The United Kingdom buries over 18.8 million tonnes of household waste each year. Frankly, that’s a lot of trash. In fact, it’s two million tonnes more than any other country in Europe.
Lucky for them, researchers at Teesside University may have a solution to their growing waste problem.
The team received £1.76m to find innovative uses for waste in North East England. Both industrial and household waste will be explored, as well as looking at curbside waste.
The money was funded to the Industrial Symbiosis team within the University’s Clean Environment Management Centre (CLEMANCE). This money will help them reach their target goal of reducing CO2 by over 250,000 tonnes and preventing 250,000 tonnes of waste going to landfill. It will also help provide assistance to 40 enterprises each year.
The money will allow CLEMANCE to explore new uses for everything from household waste to plastics.

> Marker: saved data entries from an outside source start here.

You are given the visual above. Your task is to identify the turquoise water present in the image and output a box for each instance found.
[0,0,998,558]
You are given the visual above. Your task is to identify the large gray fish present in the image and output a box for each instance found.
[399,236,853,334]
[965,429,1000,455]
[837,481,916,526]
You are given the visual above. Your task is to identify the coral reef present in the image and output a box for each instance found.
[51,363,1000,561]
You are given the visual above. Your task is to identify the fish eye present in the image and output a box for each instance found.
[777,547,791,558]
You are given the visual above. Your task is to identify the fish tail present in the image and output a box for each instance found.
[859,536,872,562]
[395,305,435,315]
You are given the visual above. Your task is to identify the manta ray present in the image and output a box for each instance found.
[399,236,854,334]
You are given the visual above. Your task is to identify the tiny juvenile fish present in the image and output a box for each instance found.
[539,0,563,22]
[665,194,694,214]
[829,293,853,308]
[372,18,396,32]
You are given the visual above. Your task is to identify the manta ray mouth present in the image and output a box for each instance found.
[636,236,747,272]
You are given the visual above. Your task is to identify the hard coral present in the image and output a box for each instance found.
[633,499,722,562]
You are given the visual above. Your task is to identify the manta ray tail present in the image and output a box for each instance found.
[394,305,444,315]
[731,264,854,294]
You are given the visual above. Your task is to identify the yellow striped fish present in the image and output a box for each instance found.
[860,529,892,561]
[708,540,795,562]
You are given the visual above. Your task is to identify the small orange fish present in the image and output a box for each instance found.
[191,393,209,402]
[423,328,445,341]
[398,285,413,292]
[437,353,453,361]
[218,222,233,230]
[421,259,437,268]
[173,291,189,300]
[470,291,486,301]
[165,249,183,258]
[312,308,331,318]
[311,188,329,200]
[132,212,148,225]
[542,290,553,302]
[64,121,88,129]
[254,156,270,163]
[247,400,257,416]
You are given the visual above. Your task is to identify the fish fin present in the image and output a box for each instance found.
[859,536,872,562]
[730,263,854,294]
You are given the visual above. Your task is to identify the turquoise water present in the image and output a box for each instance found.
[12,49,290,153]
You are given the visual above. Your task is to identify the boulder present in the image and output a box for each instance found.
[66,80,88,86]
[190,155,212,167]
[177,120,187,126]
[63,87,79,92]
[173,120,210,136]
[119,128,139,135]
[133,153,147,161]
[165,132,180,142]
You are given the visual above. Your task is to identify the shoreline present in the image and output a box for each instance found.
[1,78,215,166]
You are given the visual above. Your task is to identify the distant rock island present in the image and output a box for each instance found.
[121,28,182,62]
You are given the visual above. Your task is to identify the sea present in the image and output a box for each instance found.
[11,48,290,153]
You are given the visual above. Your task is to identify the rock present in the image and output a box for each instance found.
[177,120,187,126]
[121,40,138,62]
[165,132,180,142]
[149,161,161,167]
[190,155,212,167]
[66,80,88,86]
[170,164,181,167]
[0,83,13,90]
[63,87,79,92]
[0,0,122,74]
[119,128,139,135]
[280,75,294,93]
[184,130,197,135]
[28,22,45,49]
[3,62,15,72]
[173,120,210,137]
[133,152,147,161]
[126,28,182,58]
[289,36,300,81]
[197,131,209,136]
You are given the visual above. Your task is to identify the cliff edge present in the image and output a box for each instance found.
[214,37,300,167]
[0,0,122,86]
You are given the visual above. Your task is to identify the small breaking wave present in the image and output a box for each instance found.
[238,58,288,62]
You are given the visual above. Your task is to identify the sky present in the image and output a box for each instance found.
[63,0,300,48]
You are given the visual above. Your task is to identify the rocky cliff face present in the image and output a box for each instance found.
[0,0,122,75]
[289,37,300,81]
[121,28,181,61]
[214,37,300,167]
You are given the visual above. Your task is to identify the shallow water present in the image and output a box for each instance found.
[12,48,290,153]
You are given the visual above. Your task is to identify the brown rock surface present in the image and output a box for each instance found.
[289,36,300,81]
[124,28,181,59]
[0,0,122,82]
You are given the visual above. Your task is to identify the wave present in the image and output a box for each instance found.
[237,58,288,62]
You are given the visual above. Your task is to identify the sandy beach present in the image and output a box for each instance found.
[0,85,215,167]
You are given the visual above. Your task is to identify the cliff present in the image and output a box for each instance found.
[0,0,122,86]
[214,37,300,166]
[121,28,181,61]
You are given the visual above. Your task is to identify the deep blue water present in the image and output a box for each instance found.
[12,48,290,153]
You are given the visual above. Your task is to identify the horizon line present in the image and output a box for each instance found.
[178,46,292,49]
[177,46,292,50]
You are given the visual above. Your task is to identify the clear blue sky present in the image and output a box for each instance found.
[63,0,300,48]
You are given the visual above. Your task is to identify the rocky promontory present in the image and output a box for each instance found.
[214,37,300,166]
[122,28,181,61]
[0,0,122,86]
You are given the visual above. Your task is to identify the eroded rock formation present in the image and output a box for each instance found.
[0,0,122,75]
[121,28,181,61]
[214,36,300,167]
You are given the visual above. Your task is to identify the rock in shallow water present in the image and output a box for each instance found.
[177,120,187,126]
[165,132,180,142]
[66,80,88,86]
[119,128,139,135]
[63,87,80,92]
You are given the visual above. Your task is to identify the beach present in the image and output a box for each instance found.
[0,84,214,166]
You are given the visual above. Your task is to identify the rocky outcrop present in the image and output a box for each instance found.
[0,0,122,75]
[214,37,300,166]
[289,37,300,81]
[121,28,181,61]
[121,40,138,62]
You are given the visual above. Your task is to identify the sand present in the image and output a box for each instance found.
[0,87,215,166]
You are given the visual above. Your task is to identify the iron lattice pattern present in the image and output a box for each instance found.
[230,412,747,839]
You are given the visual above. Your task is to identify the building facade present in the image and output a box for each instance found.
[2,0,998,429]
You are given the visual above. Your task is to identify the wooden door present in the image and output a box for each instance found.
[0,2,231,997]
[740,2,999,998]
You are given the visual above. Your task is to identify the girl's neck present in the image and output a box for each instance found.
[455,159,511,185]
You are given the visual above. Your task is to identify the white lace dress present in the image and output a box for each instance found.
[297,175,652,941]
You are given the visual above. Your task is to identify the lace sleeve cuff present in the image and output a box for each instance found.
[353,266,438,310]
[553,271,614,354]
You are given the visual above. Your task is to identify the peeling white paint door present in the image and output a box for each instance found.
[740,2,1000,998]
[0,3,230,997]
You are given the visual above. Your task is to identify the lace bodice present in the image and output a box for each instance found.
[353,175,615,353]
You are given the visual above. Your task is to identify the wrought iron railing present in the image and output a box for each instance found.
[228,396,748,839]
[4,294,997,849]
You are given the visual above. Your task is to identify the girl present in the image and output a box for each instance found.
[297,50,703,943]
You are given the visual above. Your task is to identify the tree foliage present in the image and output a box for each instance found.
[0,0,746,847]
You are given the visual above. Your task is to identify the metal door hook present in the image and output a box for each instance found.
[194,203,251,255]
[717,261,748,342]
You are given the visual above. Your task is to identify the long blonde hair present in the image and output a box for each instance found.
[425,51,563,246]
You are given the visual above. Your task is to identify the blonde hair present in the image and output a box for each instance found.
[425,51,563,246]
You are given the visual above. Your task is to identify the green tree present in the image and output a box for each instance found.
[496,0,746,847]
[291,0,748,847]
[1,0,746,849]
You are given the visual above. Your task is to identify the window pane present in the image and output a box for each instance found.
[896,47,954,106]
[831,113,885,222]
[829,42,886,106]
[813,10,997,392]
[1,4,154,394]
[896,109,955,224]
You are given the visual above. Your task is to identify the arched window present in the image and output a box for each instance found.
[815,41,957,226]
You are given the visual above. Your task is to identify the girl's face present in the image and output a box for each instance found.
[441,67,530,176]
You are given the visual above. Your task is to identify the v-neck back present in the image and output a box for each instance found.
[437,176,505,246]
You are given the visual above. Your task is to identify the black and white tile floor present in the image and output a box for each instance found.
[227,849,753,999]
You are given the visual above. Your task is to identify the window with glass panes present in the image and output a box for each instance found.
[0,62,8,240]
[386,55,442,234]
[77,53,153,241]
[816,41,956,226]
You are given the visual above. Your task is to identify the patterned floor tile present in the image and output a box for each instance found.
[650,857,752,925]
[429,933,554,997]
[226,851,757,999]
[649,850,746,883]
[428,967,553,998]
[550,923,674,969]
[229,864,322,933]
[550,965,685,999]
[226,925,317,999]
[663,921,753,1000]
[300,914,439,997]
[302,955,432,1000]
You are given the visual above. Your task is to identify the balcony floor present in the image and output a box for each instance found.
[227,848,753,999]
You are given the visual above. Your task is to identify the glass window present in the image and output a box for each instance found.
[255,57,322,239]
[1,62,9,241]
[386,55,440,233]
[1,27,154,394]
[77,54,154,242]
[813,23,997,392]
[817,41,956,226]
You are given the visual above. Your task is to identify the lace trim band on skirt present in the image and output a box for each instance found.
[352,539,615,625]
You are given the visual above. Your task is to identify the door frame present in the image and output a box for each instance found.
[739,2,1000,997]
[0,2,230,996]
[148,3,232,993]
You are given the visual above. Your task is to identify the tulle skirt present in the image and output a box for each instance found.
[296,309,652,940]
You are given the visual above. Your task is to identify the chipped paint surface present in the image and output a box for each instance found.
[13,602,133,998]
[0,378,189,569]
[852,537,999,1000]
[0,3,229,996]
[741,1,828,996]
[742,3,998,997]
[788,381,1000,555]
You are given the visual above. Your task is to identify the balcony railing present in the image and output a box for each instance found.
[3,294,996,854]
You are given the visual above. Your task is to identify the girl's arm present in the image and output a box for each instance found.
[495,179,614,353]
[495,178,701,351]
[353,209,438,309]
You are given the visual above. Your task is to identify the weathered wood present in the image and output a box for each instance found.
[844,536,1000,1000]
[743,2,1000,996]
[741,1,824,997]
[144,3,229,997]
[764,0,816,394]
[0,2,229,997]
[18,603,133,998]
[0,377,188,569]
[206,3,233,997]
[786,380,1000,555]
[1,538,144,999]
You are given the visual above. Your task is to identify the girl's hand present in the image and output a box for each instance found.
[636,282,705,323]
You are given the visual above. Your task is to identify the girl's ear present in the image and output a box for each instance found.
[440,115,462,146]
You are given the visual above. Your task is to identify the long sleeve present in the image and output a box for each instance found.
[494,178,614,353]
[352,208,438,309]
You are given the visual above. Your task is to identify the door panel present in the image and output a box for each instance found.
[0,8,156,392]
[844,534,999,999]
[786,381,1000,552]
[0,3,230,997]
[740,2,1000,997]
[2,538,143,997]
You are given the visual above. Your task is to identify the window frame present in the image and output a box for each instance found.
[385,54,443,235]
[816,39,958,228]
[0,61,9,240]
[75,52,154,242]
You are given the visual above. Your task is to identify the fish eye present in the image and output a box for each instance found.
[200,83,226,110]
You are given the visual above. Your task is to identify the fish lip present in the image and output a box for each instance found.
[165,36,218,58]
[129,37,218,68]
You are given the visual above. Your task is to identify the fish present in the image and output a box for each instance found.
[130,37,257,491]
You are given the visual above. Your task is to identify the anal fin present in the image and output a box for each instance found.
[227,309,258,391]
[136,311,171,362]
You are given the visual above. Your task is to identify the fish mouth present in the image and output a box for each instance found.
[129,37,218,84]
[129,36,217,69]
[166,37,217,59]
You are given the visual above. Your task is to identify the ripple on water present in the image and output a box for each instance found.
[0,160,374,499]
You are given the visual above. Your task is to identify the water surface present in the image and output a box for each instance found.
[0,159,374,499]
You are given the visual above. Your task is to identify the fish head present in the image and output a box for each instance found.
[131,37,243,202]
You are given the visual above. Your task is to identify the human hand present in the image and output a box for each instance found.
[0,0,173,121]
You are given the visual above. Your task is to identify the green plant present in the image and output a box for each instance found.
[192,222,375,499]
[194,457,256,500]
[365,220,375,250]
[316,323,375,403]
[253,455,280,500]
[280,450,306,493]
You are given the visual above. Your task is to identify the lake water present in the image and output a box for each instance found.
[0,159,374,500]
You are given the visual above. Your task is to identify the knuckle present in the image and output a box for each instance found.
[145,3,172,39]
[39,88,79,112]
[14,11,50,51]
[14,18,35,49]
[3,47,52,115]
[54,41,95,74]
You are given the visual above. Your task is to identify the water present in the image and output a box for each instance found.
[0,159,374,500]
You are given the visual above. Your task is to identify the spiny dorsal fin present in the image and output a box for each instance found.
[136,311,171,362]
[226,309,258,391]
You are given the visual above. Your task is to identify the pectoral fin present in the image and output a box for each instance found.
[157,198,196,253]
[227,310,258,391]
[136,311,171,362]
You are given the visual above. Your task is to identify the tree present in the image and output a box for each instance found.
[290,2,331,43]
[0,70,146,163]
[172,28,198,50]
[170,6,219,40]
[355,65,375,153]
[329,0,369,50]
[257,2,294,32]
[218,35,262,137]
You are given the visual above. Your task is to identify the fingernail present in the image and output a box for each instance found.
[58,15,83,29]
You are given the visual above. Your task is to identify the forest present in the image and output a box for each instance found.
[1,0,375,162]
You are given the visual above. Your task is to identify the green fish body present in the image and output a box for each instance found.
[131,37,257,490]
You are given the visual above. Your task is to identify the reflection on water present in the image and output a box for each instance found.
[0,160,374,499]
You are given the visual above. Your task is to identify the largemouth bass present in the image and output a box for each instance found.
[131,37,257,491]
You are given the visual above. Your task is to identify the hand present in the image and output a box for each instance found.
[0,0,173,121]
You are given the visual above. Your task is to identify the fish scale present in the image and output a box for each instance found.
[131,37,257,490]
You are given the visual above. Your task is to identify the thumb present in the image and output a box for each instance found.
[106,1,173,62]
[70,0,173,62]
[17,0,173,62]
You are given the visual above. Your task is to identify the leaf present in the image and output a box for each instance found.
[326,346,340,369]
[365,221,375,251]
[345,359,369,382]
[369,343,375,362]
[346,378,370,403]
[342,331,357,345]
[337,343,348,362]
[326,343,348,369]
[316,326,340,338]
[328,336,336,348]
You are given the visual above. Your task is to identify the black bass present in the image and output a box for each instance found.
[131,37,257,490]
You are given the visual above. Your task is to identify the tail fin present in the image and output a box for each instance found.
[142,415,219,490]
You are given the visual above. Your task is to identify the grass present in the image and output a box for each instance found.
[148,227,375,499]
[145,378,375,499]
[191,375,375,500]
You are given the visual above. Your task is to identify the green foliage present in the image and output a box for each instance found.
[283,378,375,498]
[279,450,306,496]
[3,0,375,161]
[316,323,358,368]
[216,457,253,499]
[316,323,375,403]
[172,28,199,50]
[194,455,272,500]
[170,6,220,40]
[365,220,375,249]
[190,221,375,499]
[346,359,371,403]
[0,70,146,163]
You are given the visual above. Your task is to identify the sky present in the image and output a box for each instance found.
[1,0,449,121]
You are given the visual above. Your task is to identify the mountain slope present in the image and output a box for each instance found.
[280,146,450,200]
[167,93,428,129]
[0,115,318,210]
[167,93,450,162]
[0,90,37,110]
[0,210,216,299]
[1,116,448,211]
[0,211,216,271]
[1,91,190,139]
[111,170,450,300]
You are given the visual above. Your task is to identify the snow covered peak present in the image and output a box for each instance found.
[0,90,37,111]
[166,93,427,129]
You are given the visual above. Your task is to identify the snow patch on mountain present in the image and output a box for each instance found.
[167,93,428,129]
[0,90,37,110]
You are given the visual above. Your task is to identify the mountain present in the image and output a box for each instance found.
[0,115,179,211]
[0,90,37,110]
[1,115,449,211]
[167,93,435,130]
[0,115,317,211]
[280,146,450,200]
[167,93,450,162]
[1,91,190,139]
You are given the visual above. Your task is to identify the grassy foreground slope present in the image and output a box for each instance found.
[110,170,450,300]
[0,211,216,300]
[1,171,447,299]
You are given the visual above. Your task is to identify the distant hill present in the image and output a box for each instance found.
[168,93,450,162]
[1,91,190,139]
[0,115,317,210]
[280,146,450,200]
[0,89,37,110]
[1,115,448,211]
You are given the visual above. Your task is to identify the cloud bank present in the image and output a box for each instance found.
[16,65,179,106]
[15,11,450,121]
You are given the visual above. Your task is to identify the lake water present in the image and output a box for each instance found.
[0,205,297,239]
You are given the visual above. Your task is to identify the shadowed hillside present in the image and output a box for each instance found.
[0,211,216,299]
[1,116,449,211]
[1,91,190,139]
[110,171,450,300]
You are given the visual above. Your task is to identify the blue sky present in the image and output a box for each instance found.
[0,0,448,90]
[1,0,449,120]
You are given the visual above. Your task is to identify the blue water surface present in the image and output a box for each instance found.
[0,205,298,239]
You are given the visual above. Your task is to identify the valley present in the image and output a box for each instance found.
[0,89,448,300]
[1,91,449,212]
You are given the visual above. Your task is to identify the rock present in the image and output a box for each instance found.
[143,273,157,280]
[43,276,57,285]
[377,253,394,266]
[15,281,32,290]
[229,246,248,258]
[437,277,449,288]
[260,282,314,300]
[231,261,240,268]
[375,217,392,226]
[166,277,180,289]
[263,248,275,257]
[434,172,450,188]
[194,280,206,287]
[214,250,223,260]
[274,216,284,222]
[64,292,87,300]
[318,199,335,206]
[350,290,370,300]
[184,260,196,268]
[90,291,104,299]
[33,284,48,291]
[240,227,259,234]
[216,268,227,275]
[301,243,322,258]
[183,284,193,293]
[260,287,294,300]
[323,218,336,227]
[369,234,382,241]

CLEMANCE Senior Practitioner Kirk Bridgewood explained that “the study was prompted by the recent collapse in the market for recycled items, which could potentially give councils a major problem if they are unable to sell the collected materials. In addition, there were stories about materials being stockpiled because no one wanted to buy. We want to find out ways of making sure that does not happen again and we will also be looking at the amount of materials exported to places like China.
“We want to see if there are ways in which materials can be recycled in the North East of England instead. Plastics are a good example. There are companies in this area that could use discarded plastics as raw materials.”